A fast binary search intended for B-tree key array searches does not have branches at all [1]. An B-tree interior node's key array is usually sized to fit in one cache line, so there isn't a difference in cache access pattern.

With 8-byte keys and the usual 64-byte cache line size, you end up with 8 keys per interior node's key array. That's a pretty bad range for the "simple linear search" most people would write, which is going to be dominated by the expected branch mispredict cost. The idea of using a hint to guess a starting position for either linear or binary search has the same issue. You need branches to capitalize on the best case vs worst case spread, and the mispredict cost will dominate for smaller arrays like this.

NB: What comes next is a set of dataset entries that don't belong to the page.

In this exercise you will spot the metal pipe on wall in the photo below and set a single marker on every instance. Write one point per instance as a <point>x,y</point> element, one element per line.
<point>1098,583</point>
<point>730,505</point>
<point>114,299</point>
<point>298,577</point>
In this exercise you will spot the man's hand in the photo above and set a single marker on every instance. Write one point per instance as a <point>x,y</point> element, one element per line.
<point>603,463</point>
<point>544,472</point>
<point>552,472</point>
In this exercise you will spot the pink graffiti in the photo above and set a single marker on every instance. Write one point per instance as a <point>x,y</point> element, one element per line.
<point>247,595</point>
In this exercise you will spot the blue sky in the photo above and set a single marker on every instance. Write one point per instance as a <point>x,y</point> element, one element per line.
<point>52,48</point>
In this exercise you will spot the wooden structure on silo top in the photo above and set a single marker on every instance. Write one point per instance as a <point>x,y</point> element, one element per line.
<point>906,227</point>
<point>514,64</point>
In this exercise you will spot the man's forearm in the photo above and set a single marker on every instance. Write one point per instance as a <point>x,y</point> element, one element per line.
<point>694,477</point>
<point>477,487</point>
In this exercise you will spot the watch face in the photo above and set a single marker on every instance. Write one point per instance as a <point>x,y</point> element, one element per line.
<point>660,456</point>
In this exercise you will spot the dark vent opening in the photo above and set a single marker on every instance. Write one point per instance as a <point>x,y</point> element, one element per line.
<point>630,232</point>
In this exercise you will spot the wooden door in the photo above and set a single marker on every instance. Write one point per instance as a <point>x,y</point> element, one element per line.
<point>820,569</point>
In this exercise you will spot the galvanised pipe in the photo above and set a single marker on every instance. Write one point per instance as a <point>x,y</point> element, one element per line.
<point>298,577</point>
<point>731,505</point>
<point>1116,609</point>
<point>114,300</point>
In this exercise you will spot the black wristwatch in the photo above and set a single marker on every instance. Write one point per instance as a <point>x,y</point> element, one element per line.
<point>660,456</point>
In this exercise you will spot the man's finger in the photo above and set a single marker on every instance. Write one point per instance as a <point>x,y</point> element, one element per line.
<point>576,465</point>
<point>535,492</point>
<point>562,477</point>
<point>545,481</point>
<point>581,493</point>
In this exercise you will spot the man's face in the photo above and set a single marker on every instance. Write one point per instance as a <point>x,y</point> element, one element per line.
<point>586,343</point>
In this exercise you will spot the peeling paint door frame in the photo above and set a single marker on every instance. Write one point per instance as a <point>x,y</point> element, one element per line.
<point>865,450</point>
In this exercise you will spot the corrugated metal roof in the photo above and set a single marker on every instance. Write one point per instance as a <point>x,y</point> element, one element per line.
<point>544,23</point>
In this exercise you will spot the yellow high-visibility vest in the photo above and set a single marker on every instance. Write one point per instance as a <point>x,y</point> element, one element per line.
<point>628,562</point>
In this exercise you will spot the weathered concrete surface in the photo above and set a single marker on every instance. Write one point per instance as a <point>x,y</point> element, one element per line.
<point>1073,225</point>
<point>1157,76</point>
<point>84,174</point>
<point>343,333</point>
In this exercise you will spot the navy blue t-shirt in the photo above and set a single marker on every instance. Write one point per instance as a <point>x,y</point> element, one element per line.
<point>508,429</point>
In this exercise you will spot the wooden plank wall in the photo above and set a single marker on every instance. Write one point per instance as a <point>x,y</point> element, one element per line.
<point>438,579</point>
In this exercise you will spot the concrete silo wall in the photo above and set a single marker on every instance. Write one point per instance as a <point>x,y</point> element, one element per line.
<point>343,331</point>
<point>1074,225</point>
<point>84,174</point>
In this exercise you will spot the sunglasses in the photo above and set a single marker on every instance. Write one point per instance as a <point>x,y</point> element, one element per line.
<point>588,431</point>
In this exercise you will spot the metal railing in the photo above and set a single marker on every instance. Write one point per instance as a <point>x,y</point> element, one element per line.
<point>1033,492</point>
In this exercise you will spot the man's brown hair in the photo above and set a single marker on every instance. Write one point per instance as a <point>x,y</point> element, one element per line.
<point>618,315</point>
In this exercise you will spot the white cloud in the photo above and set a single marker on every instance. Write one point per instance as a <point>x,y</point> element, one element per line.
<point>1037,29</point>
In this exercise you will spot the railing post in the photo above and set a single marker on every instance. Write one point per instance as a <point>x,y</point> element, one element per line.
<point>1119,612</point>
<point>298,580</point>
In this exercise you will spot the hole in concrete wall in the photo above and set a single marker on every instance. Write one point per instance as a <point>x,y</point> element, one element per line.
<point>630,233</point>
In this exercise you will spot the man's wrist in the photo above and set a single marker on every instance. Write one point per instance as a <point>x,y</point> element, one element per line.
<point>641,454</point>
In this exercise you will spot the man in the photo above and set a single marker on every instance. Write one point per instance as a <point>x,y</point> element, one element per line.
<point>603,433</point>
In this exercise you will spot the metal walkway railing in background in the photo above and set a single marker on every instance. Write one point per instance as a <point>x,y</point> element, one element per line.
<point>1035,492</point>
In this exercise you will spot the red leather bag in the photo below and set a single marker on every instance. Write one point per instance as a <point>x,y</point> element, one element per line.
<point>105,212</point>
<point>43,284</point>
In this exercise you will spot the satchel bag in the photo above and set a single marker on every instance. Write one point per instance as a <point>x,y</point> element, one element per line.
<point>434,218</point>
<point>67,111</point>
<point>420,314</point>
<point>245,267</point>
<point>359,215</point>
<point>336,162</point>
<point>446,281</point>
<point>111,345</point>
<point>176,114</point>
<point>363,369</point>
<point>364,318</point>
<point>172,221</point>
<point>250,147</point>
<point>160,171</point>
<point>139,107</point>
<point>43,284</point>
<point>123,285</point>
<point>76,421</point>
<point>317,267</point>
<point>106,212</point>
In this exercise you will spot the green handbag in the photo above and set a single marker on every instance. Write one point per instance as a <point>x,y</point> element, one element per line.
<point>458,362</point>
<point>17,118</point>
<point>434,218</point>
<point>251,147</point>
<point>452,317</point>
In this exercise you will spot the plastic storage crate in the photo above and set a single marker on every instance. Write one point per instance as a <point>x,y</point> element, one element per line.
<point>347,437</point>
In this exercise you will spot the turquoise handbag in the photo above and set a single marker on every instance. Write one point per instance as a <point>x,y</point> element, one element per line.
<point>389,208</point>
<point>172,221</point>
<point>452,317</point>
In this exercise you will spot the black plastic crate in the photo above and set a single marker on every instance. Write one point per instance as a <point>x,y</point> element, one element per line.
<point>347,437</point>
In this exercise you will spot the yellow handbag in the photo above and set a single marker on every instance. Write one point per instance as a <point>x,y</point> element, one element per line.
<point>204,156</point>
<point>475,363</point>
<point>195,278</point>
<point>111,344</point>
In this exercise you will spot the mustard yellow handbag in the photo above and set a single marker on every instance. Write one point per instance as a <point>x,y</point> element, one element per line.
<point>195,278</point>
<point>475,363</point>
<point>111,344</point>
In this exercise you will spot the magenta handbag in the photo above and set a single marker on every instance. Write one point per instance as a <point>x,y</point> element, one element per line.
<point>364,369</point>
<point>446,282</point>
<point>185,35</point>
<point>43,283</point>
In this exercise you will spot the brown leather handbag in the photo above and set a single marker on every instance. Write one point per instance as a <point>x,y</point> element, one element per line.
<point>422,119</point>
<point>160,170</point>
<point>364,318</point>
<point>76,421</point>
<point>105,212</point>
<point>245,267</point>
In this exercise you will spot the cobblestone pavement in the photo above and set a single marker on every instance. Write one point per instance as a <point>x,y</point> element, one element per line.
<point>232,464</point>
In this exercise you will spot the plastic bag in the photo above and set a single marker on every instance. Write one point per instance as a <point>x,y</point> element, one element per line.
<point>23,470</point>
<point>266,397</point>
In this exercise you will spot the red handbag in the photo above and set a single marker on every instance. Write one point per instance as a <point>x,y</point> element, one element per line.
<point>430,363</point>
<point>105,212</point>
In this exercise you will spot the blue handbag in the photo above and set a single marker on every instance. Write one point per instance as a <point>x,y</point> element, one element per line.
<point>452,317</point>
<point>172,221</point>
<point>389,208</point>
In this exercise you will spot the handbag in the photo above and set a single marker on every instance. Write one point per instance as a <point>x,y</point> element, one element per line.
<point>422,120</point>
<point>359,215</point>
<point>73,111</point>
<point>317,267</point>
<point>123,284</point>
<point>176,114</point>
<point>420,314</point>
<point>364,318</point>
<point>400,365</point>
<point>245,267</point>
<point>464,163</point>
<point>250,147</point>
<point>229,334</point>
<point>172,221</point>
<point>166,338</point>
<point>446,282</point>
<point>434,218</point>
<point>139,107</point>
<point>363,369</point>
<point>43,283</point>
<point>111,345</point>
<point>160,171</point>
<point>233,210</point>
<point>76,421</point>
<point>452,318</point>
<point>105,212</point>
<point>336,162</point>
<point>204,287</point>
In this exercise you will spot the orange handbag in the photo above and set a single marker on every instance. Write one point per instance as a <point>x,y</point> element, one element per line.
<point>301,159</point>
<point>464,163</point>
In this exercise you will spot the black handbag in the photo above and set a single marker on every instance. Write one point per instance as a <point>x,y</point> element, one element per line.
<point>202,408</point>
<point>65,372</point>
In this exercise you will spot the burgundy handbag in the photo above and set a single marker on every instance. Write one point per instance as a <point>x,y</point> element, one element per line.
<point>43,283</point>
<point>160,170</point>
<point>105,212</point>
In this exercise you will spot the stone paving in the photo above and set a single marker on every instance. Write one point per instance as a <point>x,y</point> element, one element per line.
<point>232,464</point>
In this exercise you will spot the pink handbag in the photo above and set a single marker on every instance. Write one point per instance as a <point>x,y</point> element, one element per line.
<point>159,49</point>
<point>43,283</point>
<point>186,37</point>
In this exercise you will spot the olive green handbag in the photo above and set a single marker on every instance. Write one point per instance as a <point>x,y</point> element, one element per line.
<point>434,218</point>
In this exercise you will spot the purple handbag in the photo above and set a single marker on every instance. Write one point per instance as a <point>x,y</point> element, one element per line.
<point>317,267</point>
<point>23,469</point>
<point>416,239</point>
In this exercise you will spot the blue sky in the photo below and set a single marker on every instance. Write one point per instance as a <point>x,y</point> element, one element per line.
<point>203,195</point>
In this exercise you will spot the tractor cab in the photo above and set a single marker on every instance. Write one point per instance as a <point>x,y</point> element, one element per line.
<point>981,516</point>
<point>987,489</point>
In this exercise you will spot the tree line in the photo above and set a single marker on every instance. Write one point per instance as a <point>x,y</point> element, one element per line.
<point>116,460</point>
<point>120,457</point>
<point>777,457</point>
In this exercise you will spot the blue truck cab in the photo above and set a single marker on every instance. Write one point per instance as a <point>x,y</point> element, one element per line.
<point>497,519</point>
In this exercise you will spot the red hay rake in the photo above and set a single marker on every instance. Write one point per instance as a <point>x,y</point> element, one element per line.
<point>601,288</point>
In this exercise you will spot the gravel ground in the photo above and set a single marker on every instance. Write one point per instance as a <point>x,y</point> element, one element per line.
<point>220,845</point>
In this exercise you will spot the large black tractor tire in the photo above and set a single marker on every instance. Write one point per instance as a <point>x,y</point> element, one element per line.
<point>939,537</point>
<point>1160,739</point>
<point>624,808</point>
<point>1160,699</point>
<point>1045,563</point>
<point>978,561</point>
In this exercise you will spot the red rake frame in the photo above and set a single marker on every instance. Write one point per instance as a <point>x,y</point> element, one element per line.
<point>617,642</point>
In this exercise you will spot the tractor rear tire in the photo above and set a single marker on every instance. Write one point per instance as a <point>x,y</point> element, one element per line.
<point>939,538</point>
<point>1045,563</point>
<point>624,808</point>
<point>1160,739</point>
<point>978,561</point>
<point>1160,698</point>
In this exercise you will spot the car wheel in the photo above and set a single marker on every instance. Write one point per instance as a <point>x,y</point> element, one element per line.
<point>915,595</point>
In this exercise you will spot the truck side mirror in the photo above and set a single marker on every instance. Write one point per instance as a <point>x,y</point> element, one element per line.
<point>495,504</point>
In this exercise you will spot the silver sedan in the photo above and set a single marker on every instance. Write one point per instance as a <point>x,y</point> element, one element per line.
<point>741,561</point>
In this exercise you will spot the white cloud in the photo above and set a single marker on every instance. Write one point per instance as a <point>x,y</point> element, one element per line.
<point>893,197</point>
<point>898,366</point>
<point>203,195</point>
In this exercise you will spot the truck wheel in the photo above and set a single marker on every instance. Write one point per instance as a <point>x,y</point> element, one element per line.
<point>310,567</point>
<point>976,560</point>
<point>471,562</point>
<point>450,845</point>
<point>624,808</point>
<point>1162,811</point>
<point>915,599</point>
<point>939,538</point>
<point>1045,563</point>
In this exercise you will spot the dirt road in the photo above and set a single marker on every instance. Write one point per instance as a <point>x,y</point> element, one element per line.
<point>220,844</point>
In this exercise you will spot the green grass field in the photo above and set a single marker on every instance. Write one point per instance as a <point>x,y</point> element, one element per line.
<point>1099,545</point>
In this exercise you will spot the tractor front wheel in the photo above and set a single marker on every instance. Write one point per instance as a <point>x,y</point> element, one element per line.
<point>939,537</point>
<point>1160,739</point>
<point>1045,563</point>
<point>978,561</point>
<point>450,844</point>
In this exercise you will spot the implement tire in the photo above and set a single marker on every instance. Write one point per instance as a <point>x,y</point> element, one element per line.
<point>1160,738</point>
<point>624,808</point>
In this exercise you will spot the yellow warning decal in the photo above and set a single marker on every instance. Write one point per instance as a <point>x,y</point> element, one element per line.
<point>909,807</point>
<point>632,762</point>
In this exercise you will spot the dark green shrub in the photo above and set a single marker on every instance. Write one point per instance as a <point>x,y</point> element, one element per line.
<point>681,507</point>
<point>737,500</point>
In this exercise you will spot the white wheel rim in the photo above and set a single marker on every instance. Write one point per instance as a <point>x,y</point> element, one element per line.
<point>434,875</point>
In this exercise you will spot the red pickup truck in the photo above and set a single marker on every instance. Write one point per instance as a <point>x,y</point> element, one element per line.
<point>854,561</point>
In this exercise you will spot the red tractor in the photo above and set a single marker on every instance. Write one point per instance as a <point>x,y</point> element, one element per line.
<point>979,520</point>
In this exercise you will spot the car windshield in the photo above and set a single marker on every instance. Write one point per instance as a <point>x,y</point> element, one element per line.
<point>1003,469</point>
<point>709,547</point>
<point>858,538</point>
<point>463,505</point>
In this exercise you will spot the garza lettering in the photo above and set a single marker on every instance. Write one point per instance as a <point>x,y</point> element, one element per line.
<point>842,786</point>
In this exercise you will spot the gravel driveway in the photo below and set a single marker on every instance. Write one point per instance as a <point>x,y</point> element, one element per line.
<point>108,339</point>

If you care about speed for this case, use a fast branchless binary search or a vectorized linear search (the latter will have an edge). An additional minor consideration for B-tree traversal is the latency of vector vs scalar loads since you don't know the load address (except for the root node) until you've finished searching the parent node's key array. That is not necessarily true for vectorized searches of small arrays in general, where the vector load addresses may be key independent (like the B-tree root node is here) and so in that case the few extra cycles of L1 load-to-use latency for vector loads (and higher load latencies in general) can often be hidden.

[1] By B-tree I am referring to in-memory B+ trees. A disk-based B+ tree would usually be built around page-granularity nodes. In that regime a branchless binary search for integer/float keys (with software prefetch to populate the cache ahead of the data dependency chains) that finishes off with a vectorized linear search is likely going to be the winner. The B-tree slack interval (M/2, M] helps since it guarantees a fully unrolled binary search with lg(M) steps won't waste any steps. You can still support "underflowing" B-tree nodes with the same branchless code path.

scottlamb · on July 30, 2021

> It's a cool idea, but you have to keep in mind that binary searches are not optimal for b-tree nodes unless the node is really big. If you have a smaller node, < 32 or 64 elements, a simple linear search is faster. The reason has something to do with processor cache, branch mis-prediction, and pipelining.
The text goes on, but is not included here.